As a board member, one of your principal responsibilities is stewardship of the association’s finances. A lot of that boils down to one thing: the annual budget.
Unfortunately, for many board members, “annual budget” is just another term for “big headache.” It doesn’t have to be that way. By staying aware of common budgeting pitfalls, you can make the creation of your annual budget less of a hassle – and ensure an entire year of minimal money woes while you’re at it.
To help you get there, here’s a list of five things that tend to blow association budgets. The best HOA management company will partner with you to help manage these budget busters so your community can avoid paying the price – literally and figuratively – later.
  1.  Double-digit maintenance/common charge increases. Some associations delay increasing the budget for operating expenses until every three to five years.
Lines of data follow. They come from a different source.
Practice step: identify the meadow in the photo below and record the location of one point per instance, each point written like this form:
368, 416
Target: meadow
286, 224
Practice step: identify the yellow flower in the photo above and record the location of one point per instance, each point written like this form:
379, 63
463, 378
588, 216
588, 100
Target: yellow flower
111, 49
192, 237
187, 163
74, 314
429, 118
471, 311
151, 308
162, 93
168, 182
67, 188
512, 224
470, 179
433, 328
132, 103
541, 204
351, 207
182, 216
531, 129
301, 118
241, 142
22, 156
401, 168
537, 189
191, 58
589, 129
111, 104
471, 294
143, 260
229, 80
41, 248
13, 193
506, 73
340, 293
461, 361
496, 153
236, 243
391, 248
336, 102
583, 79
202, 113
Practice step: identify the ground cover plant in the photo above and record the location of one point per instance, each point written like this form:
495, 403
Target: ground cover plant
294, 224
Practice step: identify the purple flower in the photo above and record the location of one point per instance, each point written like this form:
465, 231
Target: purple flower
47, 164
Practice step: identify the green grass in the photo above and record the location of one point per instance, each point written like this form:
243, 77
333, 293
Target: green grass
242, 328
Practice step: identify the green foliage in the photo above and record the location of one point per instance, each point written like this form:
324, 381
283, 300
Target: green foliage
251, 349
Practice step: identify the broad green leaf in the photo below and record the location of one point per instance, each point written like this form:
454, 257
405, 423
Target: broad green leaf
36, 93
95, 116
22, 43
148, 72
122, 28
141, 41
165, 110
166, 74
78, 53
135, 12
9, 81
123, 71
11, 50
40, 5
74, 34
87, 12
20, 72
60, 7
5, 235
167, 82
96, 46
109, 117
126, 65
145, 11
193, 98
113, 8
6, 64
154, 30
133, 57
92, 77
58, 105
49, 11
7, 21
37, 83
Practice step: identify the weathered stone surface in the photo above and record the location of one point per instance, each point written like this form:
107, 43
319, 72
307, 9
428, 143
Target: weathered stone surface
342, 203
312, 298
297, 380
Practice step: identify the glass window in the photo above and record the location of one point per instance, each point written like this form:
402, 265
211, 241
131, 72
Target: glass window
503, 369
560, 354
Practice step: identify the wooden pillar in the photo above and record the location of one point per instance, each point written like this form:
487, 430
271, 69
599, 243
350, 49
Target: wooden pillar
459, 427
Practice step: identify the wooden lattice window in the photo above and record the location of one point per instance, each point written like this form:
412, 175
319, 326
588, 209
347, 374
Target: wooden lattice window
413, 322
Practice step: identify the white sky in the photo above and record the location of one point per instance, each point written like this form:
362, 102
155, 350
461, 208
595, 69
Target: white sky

This results in a consistent maintenance/common charge for a while, followed by a sudden, surprising increase that’s larger than expected. As an alternative, try increasing the maintenance/common charges by a small percentage each year, rather than keeping them the same for a few years and then suddenly raising them. This will help accommodate the inevitable rise in these costs in a more gradual way.
  1. The “not-so-special” special assessment. Special assessments can be an alternative tool for good fiscal stewardship – but only when they are used appropriately. Avoid implementing special assessments as a means to keep pace with rising maintenance/common charges. Instead, reserve special assessments for funding specific projects, raising working capital, or enhancing reserve funds.  A normal contingency line item in the budget will often allow the association to address the unforeseen annual issues and will provide relief from the items that come along in the normal course to cause a deficiency to the budget.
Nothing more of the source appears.